Lead Site Reliability Engineer with Java
Job DescriptionJob DescriptionJob Description
Role: Lead Site Reliability Engineer with Java
Location: San Antonio, Texa
Duration: 18 Month
Relevant Experience: 14+ Years
Job Description & Key Responsibilities:
As a Lead Site Reliability Engineer (SRE), you will leverage your extensive experience in SRE practices to maintain and enhance the reliability, performance, and scalability of mission-critical systems. You will play a crucial role in ensuring the continuous availability and optimal functioning of our services.
Key Responsibilities:
Senior-Level SRE Expertise: Apply your deep understanding of SRE principles to lead efforts in improving system reliability and operational efficiency.
Incident Management: Provide expert-level support during incidents, ensuring swift resolution with minimal service disruption. Lead post-incident reviews to drive continuous improvement.
Monitoring & Alerting: Design, implement, and optimize monitoring, alerting, and incident response processes. Ensure the effectiveness of these systems to proactively address potential issues.
Automation: Drive the automation of manual processes to enhance operational efficiency, reduce human error, and increase overall system resilience.
CI/CD Pipeline Management: Develop, maintain, and improve automated CI/CD pipelines using tools such as GitLab CI/CD and Jenkins, ensuring seamless and reliable deployment processes.
Cross-Functional Collaboration: Work closely with cross-functional teams to ensure the reliability, performance, and scalability of our infrastructure. Foster a culture of collaboration and knowledge sharing.

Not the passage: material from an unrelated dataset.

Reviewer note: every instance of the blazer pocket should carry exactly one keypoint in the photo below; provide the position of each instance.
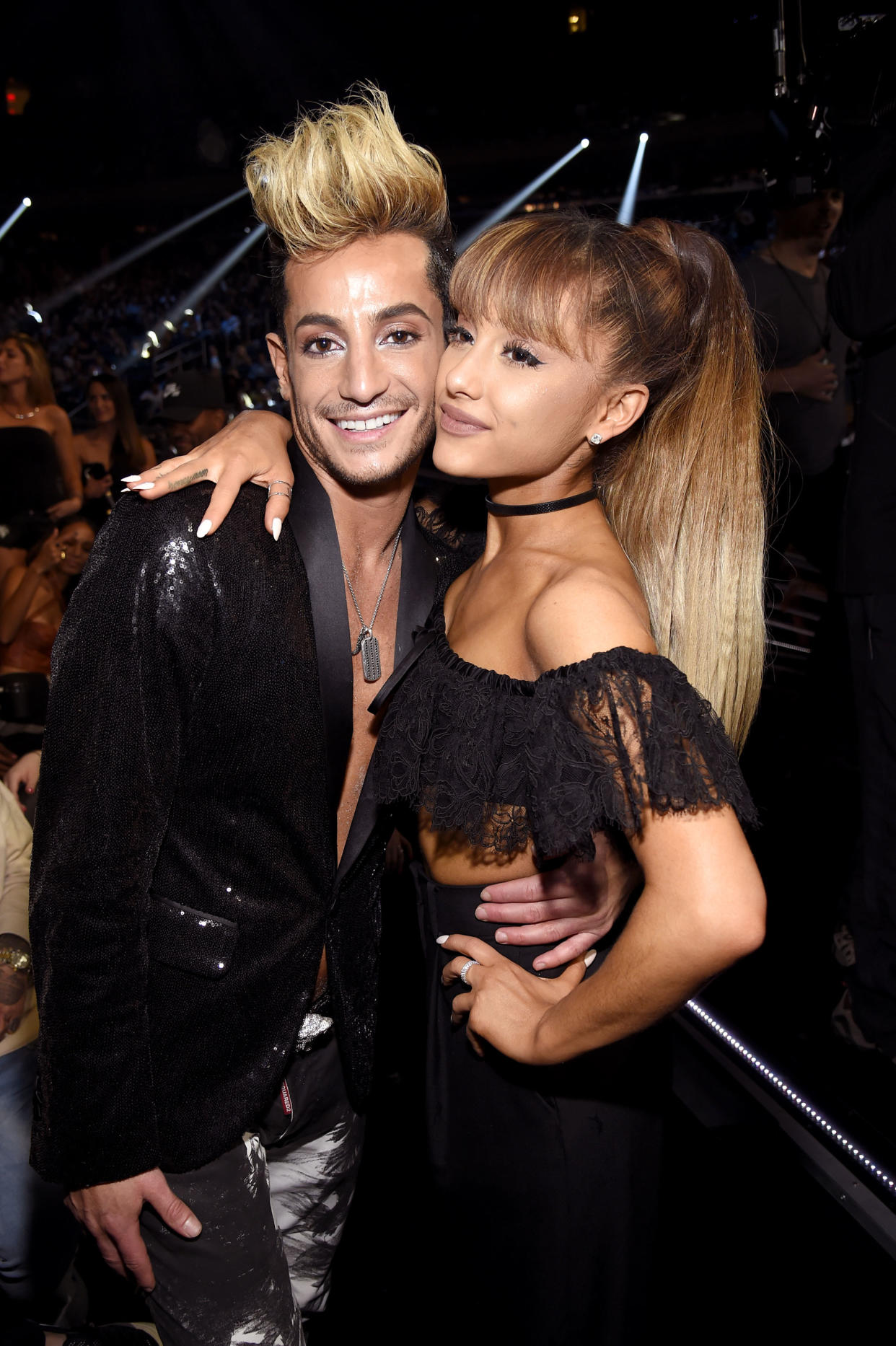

Support Across Time Zones: Provide support across all U.S. time zones, with the flexibility to work weekends, rotational shifts, and overtime as required to maintain service continuity.
Required Skills & Qualifications:
Java Programming: Advanced proficiency in Java, with a deep understanding of contemporary software development practices.
Kubernetes & Containerization: Extensive hands-on experience with Kubernetes, including containerization technologies like Docker and Kubernetes storage solutions such as Portworx.
Linux/Unix Systems: Strong command of Linux/Unix operating systems and Shell Scripting (BASH), with a focus on system reliability and automation.
Functional Programming: Proficiency in functional programming such as Prolog, Haskell, and OCaml.
Additional Information
All your information will be kept confidential according to EEO guidelines.